Она смеётся и рассказывает историю за историей: как они с детьми готовились к Последней Ночи Дня и запасались продуктами на Чёрный Ноазис, как утром доставили посылку от её наара из какой-то деревеньки с ёмким названием. Сефу вежливо улыбается, стараясь ничем не выдать, что на самом деле не слышит ни слова в шуме внутреннего монолога.
К вечеру время летит быстрее: постояльцы активизировались, предвкушая Вспышку. Подниматься на Башню хотят далеко не все, поэтому гостиница гудит и трясётся от толкотни и беготни. Персонал в мыле носится туда-сюда, пытаясь разобраться со всё новыми и новыми хотелками гостей. Администраторки только и успевают отвечать на вопросы и выполнять запросы. Они даже не думали, что будут так рады пойти на Башню и передать наконец смену.
— Сефу, — окликают с ресепшен, когда она уже открывает дверь на улицу. — Письмо!
Сменщица высоко поднимает конверт и пытается перекричать музыку и шум голосов ещё раз, но Сеф успела выскочить за порог мгновением раньше. Идущая следом Хиона слышит, что подругу зовут, но только отмахивается, погромче прикрикнув: «Оставь! Короткой Ночи Дня!» И закрывает за собой высокую стеклянную дверь с блестящей надписью: «Обитель».
Внимательно проследив, в какую сторону двинулась «ответственная за него часть персонала», Раасул пониже натягивает шапку и, тяжело дыша, выбегает на улицу вслед за ними.
Эпизод второй. Лестница длинная
Сефу несёт на руках маленькую Зору, заворожённо наблюдающую за небесными всполохами. Они скользят всё ниже к таа, облизывают фасады домов и растворяются в бесконечном снежном просторе. Если заглянуть малышке в глаза — невольно улыбнёшься: Сияние превратило радужку в разноцветный витраж. Одно из главных событий Трёх Континентов — и важнейшее для Та’Уттара — будто умещается в чистом детском взгляде. Сефу крепче прижимает к себе малышку, а Зора игриво щёлкает её по носу, весело хохоча и продолжая рассматривать всполохи вокруг.
— Сефу’эни, — оклик Савитара прорывается сквозь многоголосье уличной толпы.
Ребёнок не собирается отпускать руку Хионы, поэтому подтаскивает её следом за собой.

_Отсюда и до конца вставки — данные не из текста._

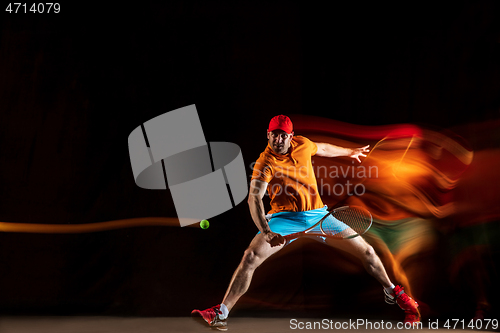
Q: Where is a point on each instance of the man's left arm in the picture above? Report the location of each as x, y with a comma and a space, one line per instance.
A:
329, 150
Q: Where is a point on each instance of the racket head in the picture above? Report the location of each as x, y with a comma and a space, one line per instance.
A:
346, 222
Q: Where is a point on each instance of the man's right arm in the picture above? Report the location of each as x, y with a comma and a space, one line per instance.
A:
257, 191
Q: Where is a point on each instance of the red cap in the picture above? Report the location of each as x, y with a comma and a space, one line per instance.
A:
281, 122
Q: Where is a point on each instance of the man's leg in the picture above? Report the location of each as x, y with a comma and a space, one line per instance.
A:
372, 263
256, 253
361, 249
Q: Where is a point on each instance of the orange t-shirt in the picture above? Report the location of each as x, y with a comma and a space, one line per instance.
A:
292, 183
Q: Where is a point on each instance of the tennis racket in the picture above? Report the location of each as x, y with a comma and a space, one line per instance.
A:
355, 221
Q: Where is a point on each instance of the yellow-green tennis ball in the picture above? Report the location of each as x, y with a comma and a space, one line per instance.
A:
204, 224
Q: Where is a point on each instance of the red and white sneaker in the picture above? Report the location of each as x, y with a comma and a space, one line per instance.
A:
213, 317
405, 302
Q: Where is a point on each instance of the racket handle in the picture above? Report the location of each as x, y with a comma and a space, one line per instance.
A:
293, 236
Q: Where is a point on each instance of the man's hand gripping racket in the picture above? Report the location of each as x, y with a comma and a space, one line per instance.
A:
354, 221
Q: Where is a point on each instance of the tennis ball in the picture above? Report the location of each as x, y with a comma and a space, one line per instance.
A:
204, 224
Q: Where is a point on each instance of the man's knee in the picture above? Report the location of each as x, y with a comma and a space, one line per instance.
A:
250, 258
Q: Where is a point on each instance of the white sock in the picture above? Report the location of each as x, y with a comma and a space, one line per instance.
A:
390, 289
225, 311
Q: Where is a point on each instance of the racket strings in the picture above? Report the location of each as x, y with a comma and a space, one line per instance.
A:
356, 219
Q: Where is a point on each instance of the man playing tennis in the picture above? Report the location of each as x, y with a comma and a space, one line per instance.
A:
285, 170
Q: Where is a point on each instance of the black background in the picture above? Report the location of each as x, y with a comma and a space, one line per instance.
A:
74, 85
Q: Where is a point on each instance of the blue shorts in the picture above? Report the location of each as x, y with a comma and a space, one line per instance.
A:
285, 223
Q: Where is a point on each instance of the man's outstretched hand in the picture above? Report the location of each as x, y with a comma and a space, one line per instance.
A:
357, 152
274, 239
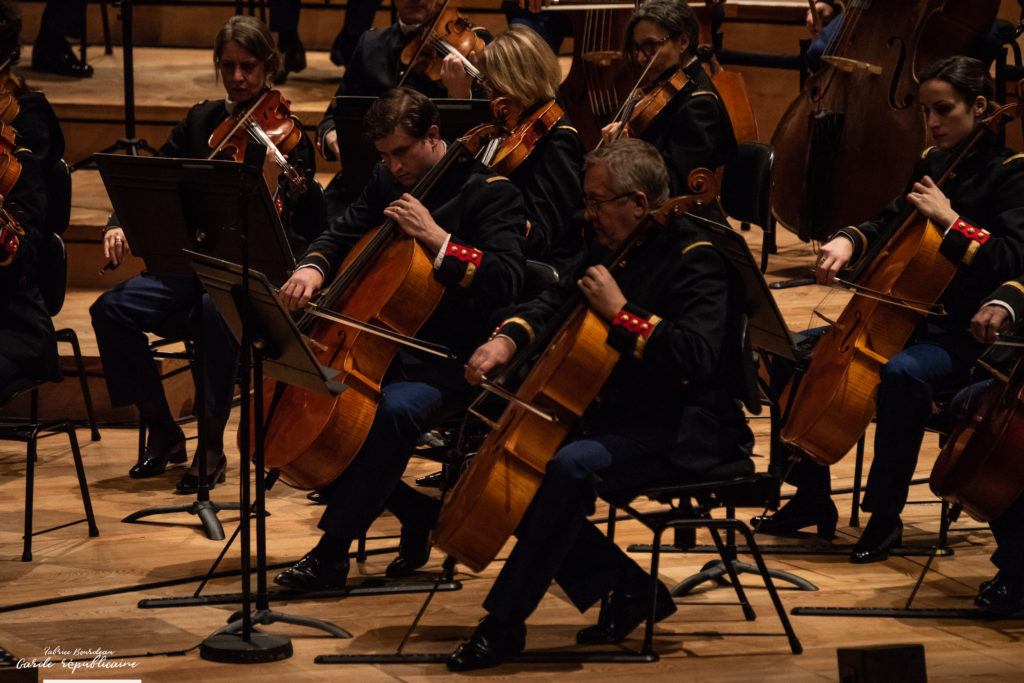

— Настало время для чуда, — нарочито серьёзно говорит он.
— Посмотрим. — Сефу ласково треплет его кучеряшки на голове.
— Я серьёзно! — Савитар рассерженно отдёргивает голову.
— Конечно серьёзно, — согласно кивает Сеф. — В твоём возрасте я изучала всё что можно про Мнра Мнаас. У меня было мало друзей, но среди них нашлось достаточно фантазёров. Они считали, что Залы потеряны подо льдами Великой Ситы. Мы даже планировали поход на несколько дней.
— Залы не там. — Савитар надувает щёки.
— Я знаю, дружочек. — Сеф смотрит на ребёнка с какой-то странной тоской в глазах. — В назначенный день никто не пришёл, — она делает паузу, — кроме меня.
Хиона удивлённо вскидывает брови, оборачиваясь на подругу.
— С тех пор-то Сефу’эни надеется найти Залы Мнра Мнаас так сильно, что подумывает вернуться в Понтус, — пытается она изобразить иронию, но кто из них в детстве не мечтал, чтобы легенды оказались правдой.
— Как это — надеется? — спрашивает Зора, удивлённо хлопая пушистыми ресницами.
— Это как предполагать желанный исход даже в отсутствие подтверждений, — улыбается Сефу.
— Ты уверена, что ребёнку подходит такой ответ? — усмехается Хиона, глядя на озадаченную Зору, которая не поняла ни слова из сказанного.
— Надеяться — это представлять, что жёлтый снег на вкус как лимонный кёрд, — подмигивает Сеф.
Хиона громко хохочет, а Зора радостно за ней подхватывает. Только Савитар идёт мрачный, как зимние сумерки.
— Ты всё ещё надеешься? — шёпотом спрашивает он у Сефу.
— На что? — хмурится та.
— На сегодняшний день, — голос звучит низко и грубо для молодняка его лет.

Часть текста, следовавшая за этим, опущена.